Belonging to Jesus, knowing him and being known by him, shapes us as a community of faith. The community is founded not upon doctrinal unity but upon God's knowing us and being for us. We do not achieve that, but it is the way God is. God is for us. This isn't a personal, just-me-and-Jesus relationship but that of a community, a flock, watched over by the Good Shepherd. There is no such thing as an individual Christian. Just as there is no separate singular form of the word sheep, we are not separate from one another: In our essential belongingness, our being is bound up with the entire flock: with believers who break bread and say prayers with us, and with those sheep whom Jesus knows and God sees, but whom we can scarcely bring ourselves to acknowledge and welcome, let alone live alongside (or die to protect).

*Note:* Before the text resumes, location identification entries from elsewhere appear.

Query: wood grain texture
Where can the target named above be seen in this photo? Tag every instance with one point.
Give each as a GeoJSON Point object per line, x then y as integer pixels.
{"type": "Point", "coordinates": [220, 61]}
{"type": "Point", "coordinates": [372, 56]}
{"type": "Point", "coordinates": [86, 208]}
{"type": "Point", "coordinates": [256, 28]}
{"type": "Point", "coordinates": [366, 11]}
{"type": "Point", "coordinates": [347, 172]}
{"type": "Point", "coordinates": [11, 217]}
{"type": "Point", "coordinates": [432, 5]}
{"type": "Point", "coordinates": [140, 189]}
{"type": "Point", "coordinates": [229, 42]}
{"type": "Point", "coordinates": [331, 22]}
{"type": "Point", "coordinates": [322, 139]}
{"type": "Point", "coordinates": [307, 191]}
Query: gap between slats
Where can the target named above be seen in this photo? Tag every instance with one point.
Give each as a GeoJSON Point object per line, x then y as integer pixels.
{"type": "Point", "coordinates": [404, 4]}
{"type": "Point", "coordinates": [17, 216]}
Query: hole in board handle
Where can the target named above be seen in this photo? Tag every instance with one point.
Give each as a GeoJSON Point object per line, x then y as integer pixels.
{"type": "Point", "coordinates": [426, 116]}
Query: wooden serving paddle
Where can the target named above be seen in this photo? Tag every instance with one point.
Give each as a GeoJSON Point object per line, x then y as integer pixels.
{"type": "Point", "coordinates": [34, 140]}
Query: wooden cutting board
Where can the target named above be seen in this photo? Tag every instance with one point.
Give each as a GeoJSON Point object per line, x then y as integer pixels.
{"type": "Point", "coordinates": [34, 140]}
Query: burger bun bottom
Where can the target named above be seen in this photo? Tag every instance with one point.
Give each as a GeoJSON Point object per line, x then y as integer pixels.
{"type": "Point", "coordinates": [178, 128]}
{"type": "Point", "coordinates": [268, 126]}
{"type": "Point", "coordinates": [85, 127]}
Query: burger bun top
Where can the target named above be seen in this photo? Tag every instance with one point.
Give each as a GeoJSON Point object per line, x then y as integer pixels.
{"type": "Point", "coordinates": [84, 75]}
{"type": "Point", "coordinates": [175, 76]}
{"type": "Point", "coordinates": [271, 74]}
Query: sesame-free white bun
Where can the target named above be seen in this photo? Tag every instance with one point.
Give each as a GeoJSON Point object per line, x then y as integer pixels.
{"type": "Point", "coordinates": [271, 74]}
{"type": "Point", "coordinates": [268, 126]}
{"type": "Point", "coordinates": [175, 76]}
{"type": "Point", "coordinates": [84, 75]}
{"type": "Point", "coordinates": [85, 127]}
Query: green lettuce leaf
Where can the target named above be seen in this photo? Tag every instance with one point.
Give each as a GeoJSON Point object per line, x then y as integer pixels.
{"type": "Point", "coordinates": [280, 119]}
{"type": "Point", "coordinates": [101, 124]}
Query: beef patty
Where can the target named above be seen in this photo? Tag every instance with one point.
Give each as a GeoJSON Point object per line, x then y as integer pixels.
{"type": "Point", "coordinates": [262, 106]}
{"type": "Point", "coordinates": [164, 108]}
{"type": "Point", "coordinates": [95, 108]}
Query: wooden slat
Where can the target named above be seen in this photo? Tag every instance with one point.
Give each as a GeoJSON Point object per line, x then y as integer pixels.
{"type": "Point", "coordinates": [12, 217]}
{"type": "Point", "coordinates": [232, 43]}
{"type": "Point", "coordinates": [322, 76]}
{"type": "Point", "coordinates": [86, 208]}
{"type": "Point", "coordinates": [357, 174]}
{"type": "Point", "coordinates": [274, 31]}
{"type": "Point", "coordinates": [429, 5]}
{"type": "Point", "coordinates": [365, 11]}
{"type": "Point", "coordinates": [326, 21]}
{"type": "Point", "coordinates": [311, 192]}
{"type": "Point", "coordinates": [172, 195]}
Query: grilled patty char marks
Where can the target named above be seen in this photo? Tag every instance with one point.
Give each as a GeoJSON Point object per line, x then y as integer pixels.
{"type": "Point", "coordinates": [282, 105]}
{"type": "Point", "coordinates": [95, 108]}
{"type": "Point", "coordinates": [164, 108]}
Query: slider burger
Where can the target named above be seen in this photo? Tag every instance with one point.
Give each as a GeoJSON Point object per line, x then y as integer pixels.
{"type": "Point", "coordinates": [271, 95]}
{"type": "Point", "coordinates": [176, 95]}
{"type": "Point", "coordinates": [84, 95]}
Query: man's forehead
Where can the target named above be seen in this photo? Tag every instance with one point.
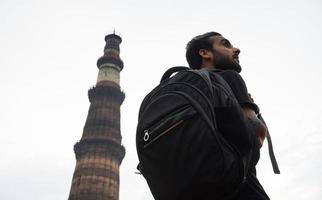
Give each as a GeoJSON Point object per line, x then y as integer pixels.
{"type": "Point", "coordinates": [217, 38]}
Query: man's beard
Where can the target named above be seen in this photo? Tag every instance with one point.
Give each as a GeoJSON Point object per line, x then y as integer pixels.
{"type": "Point", "coordinates": [225, 62]}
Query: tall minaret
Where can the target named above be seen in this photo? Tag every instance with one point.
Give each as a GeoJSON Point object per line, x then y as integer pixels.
{"type": "Point", "coordinates": [99, 153]}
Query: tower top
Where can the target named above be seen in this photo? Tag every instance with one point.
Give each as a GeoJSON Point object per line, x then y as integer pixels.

- Can (will) we move over and make room?

Now this is where things become more difficult, making room for one another in the fold of God's love. It seems like we ought to find it easy and even natural to relax into the warmth of God's care, to move over and make room for everyone else. And yet this image, of church people themselves not recognizing the immeasurable worth of each individual in the eyes of God, is just as powerful today as it is in any age. Church people have a hard time not thinking about who's in the flock, and who isn't, which may equate with who's loved by God, and who isn't...or at least, who isn't loved by God quite as much, or in the same way, as we are. And yet, it's not up to us to decide who's in or who's out; this text tells us that Jesus has "other sheep" elsewhere and that he intends to draw them in, too. In any case, the flock is not yet finally fixed. It is open-ended. There are always others who recognize the shepherd's voice and enter the fold.

- An open-ended flock

Like Jesus, we are to provide a space where all are welcome. The flock is open-ended, not closed. Jesus owns up to having "others" that he cares about, too, and remembering that nurtures in us a whole new perspective on hospitality. It's more than a warm welcome to worship and a cup of coffee afterward. Deep hospitality is difficult; it tests us. It calls, even pushes, us out to our growing edges. In biblical tradition, the practice of encounter shows up most often as the practice of hospitality, or philoxenia. Philo is Greek for love, and xenia, for stranger. Love of stranger, in other words, which is about as counterintuitive as you can get. For most of us, xenophobia - fear of stranger - comes much more naturally, but scripture is unnatural. According to Jonathan Sacks, chief rabbi of Great Britain, 'the Hebrew Bible in one verse commands, "You shall love your neighbor as yourself," but in no fewer than 36 places commands us to "love the stranger."'" The reality of any of God's children as other than "other" is, ironically, a hard thing to grasp. After all, we ourselves are "other," too, when we meet strangers.

- Closing

Jesus reminds us that we are his sheep and that he will not abandon us when the wolf come. While we may hope this means we'll be protected from the wolf, Jesus does not promise that. Instead he promises his presence and reminds us that his death was, while not inevitable, one might say, predictable given his life. This may seem like a cold sort of comfort because this Easter message doesn't convey that all's right with the world and sin is conquered. There are still wolves a plenty. Jesus' followers are still afraid. And there is a dire need for courageous resistance. But while neither our ancestors in the faith nor we have been promised safety, Jesus, who has walked this path before us, does promise his resurrected presence.